I am using Windows 7 (32bit) with the following mother board which purports to support DTS output.

AsRock G31M-S R2.0 

http://www.asrock.com/download/e-catalog/G31M-S R2.0.pdf

"Audio - - 5.1 CH Windows® Vista™ Premium Level HD Audio
(Realtek ALC662 Audio Codec)"

I have looked and looked in my options, tried downloading new Realtek Drivers but I am NOT able to locate a "Digital Output" toggle/option anywhere. I have had it on previous systems using RealTek software but... I'm so lost now!

If anyone has any Idea of how to get these speakers working with my current setup, (other than going and getting a new soundcard which I realize may be a possibility) but this motherboard SHOULD have a digital output option according to specs, so... please, please help 

The second screen-shot is of the RealTek HD Audio Manager main screen (I have checked all subscreens) So if there is another software version I should be using, or a particular driver I have to install..... 

Any help would be appreciated and thank you in advance!!

I'd love to have these bad boys blasting again 

AC. :grin::grin:


PS: if this is helpful..........

OpSys: Microsoft Windows 7 Professional - Service Pack 0.0 
Motherboard: ASRock G31M-S. (Version ) 
CPU: Intel(R) Core(TM)2 Quad CPU Q8300 @ 2.50GHz (Clock Speed 2493 ) 
RAM: 3263MB
Video: ATI Radeon HD 5600 Series 
Sound: ATI High Definition Audio Device 
Sound: Realtek High Definition Audio 
Sound: USB Audio Device 
MODEM: Not Reported

Network: Realtek PCIe FE Family Controller 
Network: WAN Miniport (IP) 
Network: Microsoft ISATAP Adapter 
Drive: WDC WD5000AAKS-00UU3A0 ATA Device (Size ~466 GB)
Drive: Maxtor 6 L200R0 USB Device (Size ~190 GB)
Optical Drive: MagicISO Virtual DVD-ROM0000 
Optical Drive: MagicISO Virtual DVD-ROM0001 
Optical Drive: HL-DT-ST DVDRAM GH22NS50 ATA Device 
End of report


----------



## joeten (Dec 4, 2008)

Hi and welcome to TSF this is the download page for realtek http://www.realtek.com.tw/downloads...=24&Level=4&Conn=3&DownTypeID=3&GetDown=false have you tried the advanced settings


----------



## AcousticCat (Jul 15, 2010)

joeten said:


> Hi and welcome to TSF this is the download page for realtek http://www.realtek.com.tw/downloads...=24&Level=4&Conn=3&DownTypeID=3&GetDown=false have you tried the advanced settings


I have, I've looked in every tab, downloaded the drivers from the RealTek site (both sets) and no luck with this option..

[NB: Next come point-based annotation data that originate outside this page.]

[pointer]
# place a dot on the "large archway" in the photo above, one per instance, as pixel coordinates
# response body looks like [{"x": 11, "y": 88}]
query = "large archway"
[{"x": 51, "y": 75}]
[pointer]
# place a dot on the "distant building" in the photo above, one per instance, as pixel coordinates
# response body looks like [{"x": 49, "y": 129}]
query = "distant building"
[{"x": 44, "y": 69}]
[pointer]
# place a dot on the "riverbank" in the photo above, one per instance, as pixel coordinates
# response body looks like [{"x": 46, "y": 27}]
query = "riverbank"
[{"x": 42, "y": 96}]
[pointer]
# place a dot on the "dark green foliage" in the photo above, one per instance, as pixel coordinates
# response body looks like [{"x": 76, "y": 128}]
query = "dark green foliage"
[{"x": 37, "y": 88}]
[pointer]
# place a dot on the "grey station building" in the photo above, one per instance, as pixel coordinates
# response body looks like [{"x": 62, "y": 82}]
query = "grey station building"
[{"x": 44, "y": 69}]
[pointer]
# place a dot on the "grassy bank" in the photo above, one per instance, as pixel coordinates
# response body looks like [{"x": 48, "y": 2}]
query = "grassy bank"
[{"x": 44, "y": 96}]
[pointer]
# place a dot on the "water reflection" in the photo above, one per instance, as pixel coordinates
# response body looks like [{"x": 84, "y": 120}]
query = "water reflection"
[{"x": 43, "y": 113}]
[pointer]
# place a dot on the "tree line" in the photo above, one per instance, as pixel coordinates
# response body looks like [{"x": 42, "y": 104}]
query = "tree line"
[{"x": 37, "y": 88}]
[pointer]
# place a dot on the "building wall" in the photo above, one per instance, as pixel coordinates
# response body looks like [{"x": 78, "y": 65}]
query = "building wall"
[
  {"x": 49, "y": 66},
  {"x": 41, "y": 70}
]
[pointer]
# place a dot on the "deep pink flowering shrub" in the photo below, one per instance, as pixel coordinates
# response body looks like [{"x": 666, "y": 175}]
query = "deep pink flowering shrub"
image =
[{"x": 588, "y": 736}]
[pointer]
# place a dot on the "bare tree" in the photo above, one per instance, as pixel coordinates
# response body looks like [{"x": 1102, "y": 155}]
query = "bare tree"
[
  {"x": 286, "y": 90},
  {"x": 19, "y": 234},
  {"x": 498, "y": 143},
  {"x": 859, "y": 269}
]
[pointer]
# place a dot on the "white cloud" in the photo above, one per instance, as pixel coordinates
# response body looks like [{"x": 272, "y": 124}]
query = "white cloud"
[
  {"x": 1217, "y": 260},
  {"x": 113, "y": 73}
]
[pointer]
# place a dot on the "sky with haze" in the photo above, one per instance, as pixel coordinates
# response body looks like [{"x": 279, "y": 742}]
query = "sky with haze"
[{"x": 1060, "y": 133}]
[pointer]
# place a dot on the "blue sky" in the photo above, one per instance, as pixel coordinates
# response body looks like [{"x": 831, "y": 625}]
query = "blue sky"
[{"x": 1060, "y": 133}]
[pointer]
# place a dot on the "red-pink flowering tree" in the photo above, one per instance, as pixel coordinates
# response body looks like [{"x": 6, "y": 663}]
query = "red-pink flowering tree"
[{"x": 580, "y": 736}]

It's very frustrating as the motherboard should support the option.

I'd hate to have to buy a soundcard to make it work, or an analog/digital converter box or something 

I attached a screenshot of the advanced tab and the main options tab..

Where i've circled is where I should be seeing the option for digital output from my understanding of screenshots I've seen.

see here:


----------



## AcousticCat (Jul 15, 2010)

Ok - I decided to go out and get a used sound card - so now.. i have a new issue 

Soundblaster Live! 5.1 Digital SB0220 VS Windows 7 32bit...










Anyone know any suitable drivers ? I can't find any compatible ones yet..


----------



## AcousticCat (Jul 15, 2010)

*edit* i'm up and running..

Soundblaster Live! lives....

Here's the drivers that got me going: 

http://jetdl.com/download/Kxdrv3550+X86+Full+/1dmoh

kxdrv3550-x86-full

Thanks all! and good luck


----------



## joeten (Dec 4, 2008)

Thanks for letting us know


----------